"Si tu es amer, plains-t'en." (proverbe gascon)

jeudi 19 janvier 2012

Maison close

Alors qu’elle me servait du thé dans l’intimité de sa jolie maison de Rangoun, confié l’autre jour à mon amie Aung San Suu Kyi mon goût de collectionneur pour les proverbes du monde. Elle m’en a aussitôt offert un de son pays, comme pour l’accrocher à son tour à ma boutonnière : « Tu peux retirer ta jambe, pas la parole qui t’engage ». L’ai resservi au retour à Denise, dont le mollet vagabond semblait squatter mon côté du lit, complice indélicat du décalage horaire pour perturber le repos du globe-trotteur. Sans succès, preuve qu’il arrive à la jambe de l'homme d’être moins prompte au retrait que sa parole ! On raconte que qui perd un membre continue d’en ressentir l'extrémité ; ce n’est pas le cas des engagements pris, qui finissent bien souvent aux oubliettes de la mémoire.
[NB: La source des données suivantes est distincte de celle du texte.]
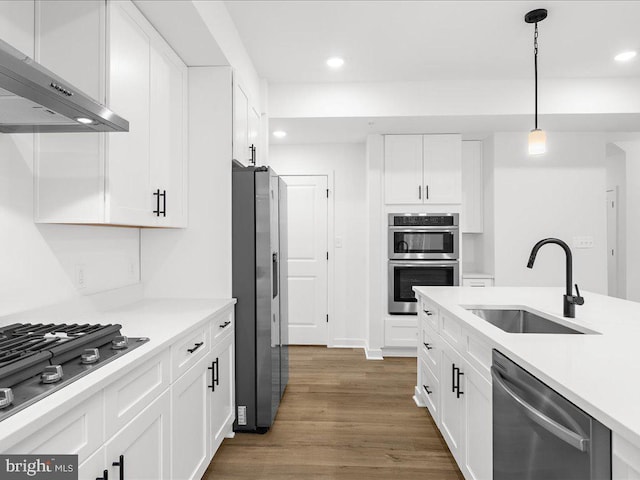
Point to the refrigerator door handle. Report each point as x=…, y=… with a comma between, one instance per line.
x=274, y=269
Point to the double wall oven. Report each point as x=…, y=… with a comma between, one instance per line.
x=423, y=250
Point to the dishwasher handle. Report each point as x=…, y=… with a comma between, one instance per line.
x=576, y=440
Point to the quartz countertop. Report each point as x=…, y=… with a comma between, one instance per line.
x=161, y=320
x=598, y=372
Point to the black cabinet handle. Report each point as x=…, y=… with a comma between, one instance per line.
x=197, y=346
x=121, y=465
x=459, y=392
x=215, y=374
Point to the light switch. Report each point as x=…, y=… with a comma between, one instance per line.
x=583, y=242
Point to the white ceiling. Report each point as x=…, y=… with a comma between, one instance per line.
x=381, y=41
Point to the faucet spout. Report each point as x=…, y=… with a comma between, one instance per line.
x=570, y=301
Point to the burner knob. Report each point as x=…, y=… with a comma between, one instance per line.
x=6, y=397
x=51, y=374
x=119, y=342
x=90, y=355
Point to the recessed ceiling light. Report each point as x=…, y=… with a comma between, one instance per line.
x=626, y=56
x=335, y=62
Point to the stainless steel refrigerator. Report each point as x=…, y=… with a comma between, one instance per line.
x=259, y=219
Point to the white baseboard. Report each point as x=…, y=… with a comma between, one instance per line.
x=373, y=353
x=399, y=351
x=417, y=398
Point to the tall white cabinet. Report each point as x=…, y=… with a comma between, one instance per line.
x=422, y=169
x=135, y=178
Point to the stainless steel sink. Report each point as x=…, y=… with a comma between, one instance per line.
x=520, y=321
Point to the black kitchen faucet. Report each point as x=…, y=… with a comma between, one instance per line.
x=569, y=300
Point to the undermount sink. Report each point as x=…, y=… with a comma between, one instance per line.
x=519, y=320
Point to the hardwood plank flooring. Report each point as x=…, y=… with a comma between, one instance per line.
x=342, y=417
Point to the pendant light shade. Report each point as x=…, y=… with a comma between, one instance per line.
x=537, y=142
x=537, y=138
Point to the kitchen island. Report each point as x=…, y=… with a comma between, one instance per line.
x=598, y=370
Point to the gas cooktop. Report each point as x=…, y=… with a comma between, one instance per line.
x=38, y=359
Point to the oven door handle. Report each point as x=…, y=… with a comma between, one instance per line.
x=423, y=263
x=576, y=440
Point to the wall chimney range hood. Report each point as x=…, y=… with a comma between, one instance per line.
x=33, y=99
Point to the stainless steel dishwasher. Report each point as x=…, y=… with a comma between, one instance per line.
x=539, y=435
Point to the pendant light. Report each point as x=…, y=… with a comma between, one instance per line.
x=537, y=137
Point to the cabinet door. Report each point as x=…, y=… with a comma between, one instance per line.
x=478, y=453
x=129, y=192
x=69, y=167
x=144, y=443
x=222, y=397
x=471, y=217
x=442, y=169
x=190, y=422
x=167, y=122
x=403, y=169
x=452, y=404
x=240, y=125
x=94, y=466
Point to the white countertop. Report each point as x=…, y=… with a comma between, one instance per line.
x=599, y=373
x=161, y=320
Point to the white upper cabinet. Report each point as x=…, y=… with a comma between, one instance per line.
x=471, y=219
x=422, y=169
x=135, y=178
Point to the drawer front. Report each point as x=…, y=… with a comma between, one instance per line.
x=430, y=390
x=429, y=345
x=450, y=329
x=477, y=282
x=128, y=396
x=77, y=432
x=430, y=312
x=187, y=351
x=222, y=324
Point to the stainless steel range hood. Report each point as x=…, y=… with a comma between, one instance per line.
x=33, y=99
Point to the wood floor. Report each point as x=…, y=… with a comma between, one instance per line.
x=342, y=417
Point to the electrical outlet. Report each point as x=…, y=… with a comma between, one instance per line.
x=80, y=277
x=583, y=242
x=242, y=415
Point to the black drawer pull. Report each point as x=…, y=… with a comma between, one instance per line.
x=121, y=465
x=197, y=346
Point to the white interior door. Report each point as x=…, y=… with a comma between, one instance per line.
x=612, y=242
x=307, y=216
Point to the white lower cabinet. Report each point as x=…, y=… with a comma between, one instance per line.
x=222, y=403
x=143, y=447
x=453, y=377
x=452, y=400
x=190, y=417
x=478, y=454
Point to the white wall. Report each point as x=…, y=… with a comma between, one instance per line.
x=346, y=164
x=196, y=261
x=632, y=198
x=561, y=194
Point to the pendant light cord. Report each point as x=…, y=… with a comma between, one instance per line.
x=535, y=68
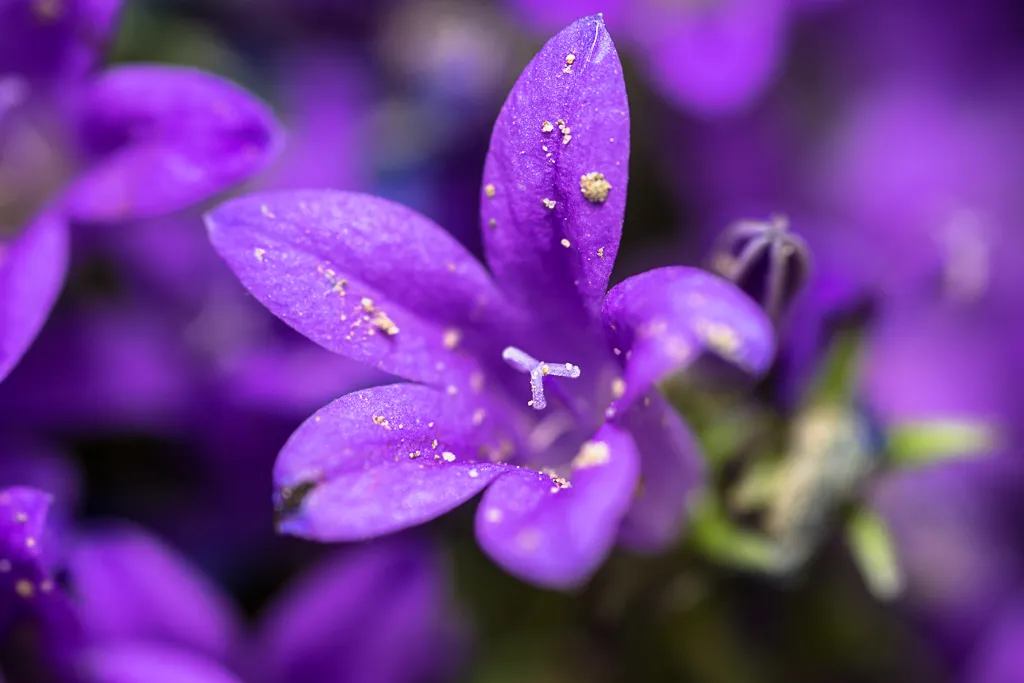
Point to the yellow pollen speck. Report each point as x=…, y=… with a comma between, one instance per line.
x=385, y=324
x=476, y=381
x=452, y=338
x=720, y=336
x=592, y=454
x=595, y=187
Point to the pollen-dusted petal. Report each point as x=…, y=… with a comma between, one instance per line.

Sans démangeaison aucune, j'en porte témoignage. Grâce au ciel, comme l’affirment les Bantous, on court plus vite avec une promesse oubliée que privé d'une jambe ! Les proverbes birmans sont décidément à prendre avec des pincettes...

Ce qui n’était pas le cas ces derniers jours de notre grand Razibus, plutôt nerveux et mal aimable. Une fois n’est pas coutume, j’avoue que ses propos cinglants au journaliste d’une agence de presse à Madrid m’ont profondément choqué. On le sait en effet, je considère qu’en toute circonstance l’homme politique doit mettre un point d’honneur à demeurer avenant, courtois, souriant, à ne jamais laisser percer le mépris, l’agacement ou la haine. Si, grâce à Dieu, on ne m’a jamais vu déroger à ce principe fondamental, je n’en conviens pas moins qu’il était inconvenant qu’un journaliste titillât, par son impertinence, la cicatrice encore vive d'un A dont Rikiki venait d’être amputé, sans anesthésie, par les petits profs de Standard & Poor’s. Pour apaiser la souffrance de notre Tintin national, le bon roi d’Espagne a heureusement pu lui remettre aussitôt l’insigne de l’ordre de la Toison d’or, ersatz de Légion d’honneur chez nos voisins ibères.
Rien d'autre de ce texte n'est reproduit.